A just-released decision of the Ontario Court of Appeal, Goberdhan vs. Knights of Columbus, raises questions about whether a peppercorn or, to be more specific, a nominal increase, will ever constitute consideration in exchange for onerous new provisions in a new employment contract. I have always believed that simply, for example, providing employees with the amount of their statutory entitlements for termination is not proper consideration, because they were entitled to those amounts anyway. For that reason, I have long advised clients to ensure their contractual termination provisions provide at least a little more than minimum standards entitlements.
In this new decision, the company put in a new provision with obligatory mediation, an arbitration clause and a change from Connecticut to Ontario as the law of the contract. The employer argued that these changes provided the employee with consideration in return for a new onerous termination clause. The employee argued that these changes offered him nothing at all, and all he was getting in return for signing the contract was continuing employment insofar as he would be terminated if he did not sign it.
The court said that continuing employment, by itself, was not consideration. The court found that these changes were not consideration.
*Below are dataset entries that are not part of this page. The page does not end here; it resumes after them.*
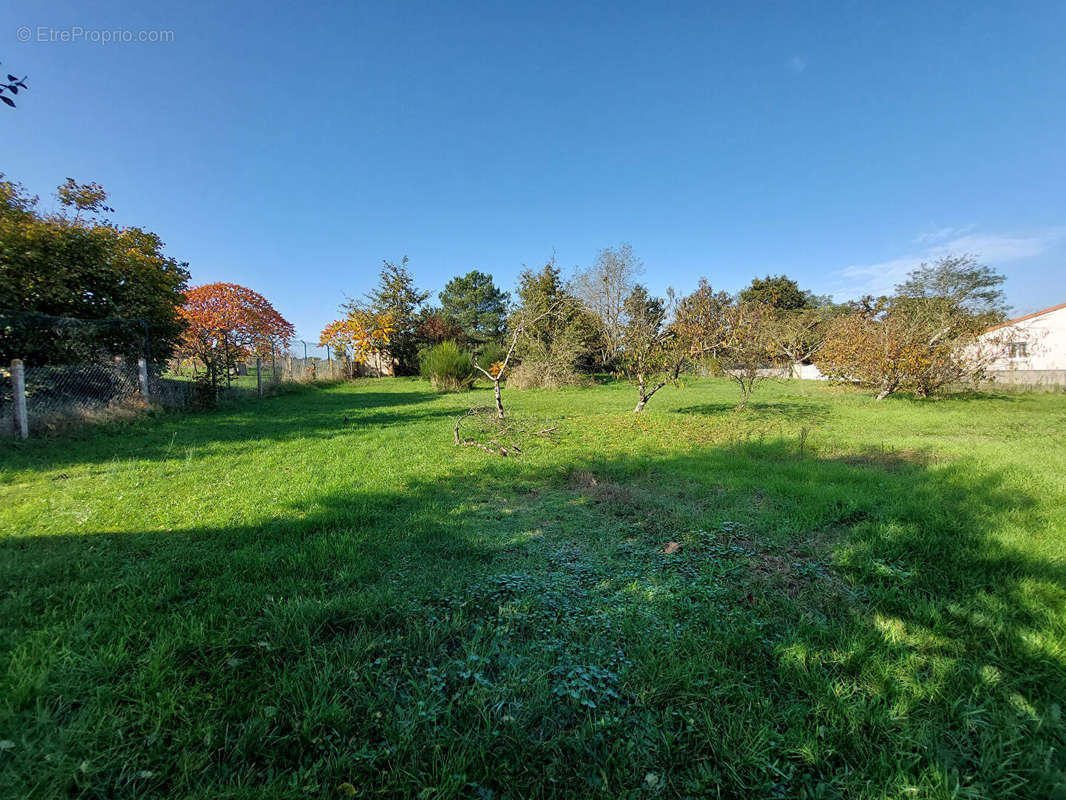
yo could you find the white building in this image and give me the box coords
[979,301,1066,384]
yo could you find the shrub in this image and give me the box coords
[507,360,586,390]
[419,341,474,392]
[474,342,507,375]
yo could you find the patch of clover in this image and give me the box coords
[550,663,621,709]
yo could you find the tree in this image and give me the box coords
[414,307,464,346]
[573,243,644,367]
[0,67,28,109]
[509,258,595,388]
[57,179,113,217]
[672,279,731,364]
[438,270,510,345]
[349,257,428,374]
[472,301,560,419]
[620,285,676,412]
[319,310,395,375]
[621,279,737,412]
[740,274,816,310]
[894,254,1009,318]
[814,296,997,400]
[765,305,845,376]
[718,301,780,409]
[0,176,190,365]
[178,283,294,392]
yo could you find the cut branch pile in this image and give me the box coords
[453,406,558,457]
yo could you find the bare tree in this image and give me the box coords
[573,243,643,367]
[472,304,558,418]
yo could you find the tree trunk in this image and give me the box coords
[493,378,505,419]
[633,374,666,413]
[634,374,648,413]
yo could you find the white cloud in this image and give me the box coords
[832,227,1064,300]
[912,224,975,246]
[787,56,807,73]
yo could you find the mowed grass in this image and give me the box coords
[1,377,1064,799]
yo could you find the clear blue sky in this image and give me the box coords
[7,1,1065,343]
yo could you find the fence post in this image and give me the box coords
[223,332,231,389]
[137,358,150,401]
[256,357,263,398]
[11,359,28,440]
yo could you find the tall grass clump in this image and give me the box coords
[419,340,474,392]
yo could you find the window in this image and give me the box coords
[1008,341,1028,358]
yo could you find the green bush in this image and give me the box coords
[419,341,474,392]
[474,342,507,374]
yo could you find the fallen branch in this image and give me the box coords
[453,406,558,457]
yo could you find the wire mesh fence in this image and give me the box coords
[164,340,363,388]
[2,312,152,437]
[2,311,381,438]
[24,360,144,429]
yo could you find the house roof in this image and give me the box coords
[983,301,1066,333]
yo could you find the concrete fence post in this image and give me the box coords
[11,359,28,439]
[138,358,150,401]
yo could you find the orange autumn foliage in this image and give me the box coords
[178,282,294,363]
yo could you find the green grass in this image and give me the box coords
[1,378,1064,799]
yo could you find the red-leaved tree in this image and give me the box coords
[178,282,294,391]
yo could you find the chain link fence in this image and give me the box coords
[2,312,153,437]
[164,340,362,389]
[2,313,379,437]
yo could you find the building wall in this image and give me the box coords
[980,305,1066,372]
[355,350,395,378]
[986,369,1066,386]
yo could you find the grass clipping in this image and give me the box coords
[453,406,558,456]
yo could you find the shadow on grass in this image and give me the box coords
[674,400,831,424]
[0,383,456,471]
[1,442,1063,798]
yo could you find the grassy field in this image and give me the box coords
[1,377,1064,799]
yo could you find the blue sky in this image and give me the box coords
[7,1,1065,343]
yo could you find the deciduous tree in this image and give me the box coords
[573,243,644,367]
[672,279,731,365]
[740,274,816,310]
[620,285,676,412]
[718,301,779,409]
[815,296,998,399]
[472,301,559,418]
[320,310,396,375]
[179,283,294,391]
[894,254,1008,319]
[765,306,845,375]
[0,176,189,365]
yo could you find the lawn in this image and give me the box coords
[1,377,1064,799]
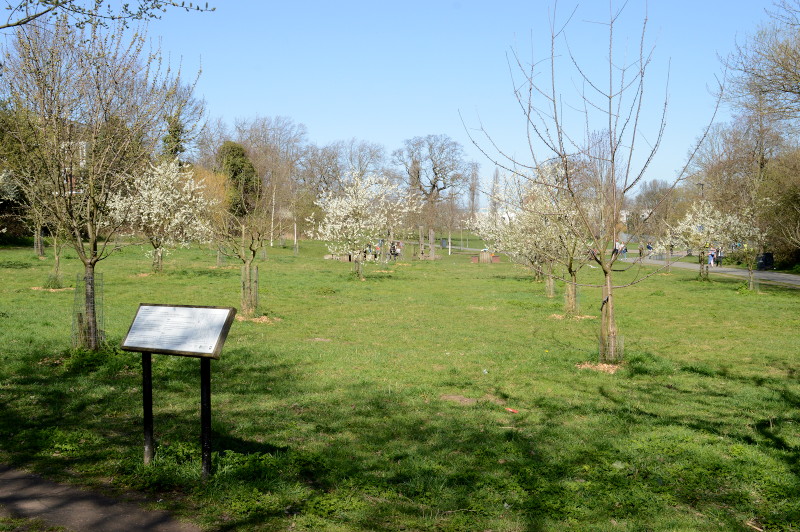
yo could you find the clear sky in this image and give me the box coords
[150,0,775,188]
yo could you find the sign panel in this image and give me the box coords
[121,304,236,359]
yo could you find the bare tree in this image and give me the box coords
[0,18,198,349]
[489,167,500,216]
[0,1,213,30]
[467,3,717,362]
[725,1,800,120]
[344,138,386,178]
[212,140,266,317]
[235,116,307,247]
[392,134,467,226]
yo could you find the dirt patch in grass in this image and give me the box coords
[308,337,331,342]
[30,286,74,292]
[440,394,477,405]
[236,315,282,324]
[482,394,507,405]
[576,362,621,374]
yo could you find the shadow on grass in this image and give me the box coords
[3,341,800,530]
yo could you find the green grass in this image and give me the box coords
[1,242,799,531]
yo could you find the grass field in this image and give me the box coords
[1,242,799,531]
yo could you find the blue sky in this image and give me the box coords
[151,1,774,187]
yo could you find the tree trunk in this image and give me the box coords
[269,185,277,247]
[241,260,258,316]
[418,226,424,260]
[699,251,708,281]
[428,228,435,261]
[599,269,620,363]
[53,239,61,277]
[666,247,672,273]
[353,257,364,279]
[45,234,63,289]
[82,262,99,350]
[152,247,163,273]
[448,230,452,256]
[748,267,755,291]
[545,261,555,299]
[565,269,578,316]
[34,224,45,257]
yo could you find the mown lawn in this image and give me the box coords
[1,242,799,531]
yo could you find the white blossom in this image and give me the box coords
[109,159,216,268]
[313,171,417,274]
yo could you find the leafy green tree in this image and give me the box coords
[217,140,258,217]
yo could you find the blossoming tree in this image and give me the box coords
[314,172,414,279]
[663,200,730,280]
[110,160,215,272]
[473,168,589,316]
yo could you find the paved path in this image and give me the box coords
[624,256,800,288]
[0,465,201,532]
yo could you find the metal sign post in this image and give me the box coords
[121,304,236,479]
“Giving up the right to trial by jury, to participate in a class action, and to institute a court action are a detriment to the employee, and the change of law (from Connecticut to Ontario) could not be considered a benefit without evidence and, to the extent he was an employee, Ontario law would prevail in any event,” the court ruled.
The point is that the court was evaluating whether the changes actually benefited the employee and, if it did not, it was not consideration. But if the court will balance the relative advantages, then how could a new termination clause taking away the employee’s right to sue for, say 12 or 18 months in wrongful dismissal damages, in return for, say, ESA termination pay, ever be compensated for by a three per cent salary increase or a $2,000 bonus?
If this is the case, virtually all of these new employment contracts will be similarly invalid. After all, employers are introducing these clauses to remove substantial employee rights and the last thing they intend is to provide something of equal value in return.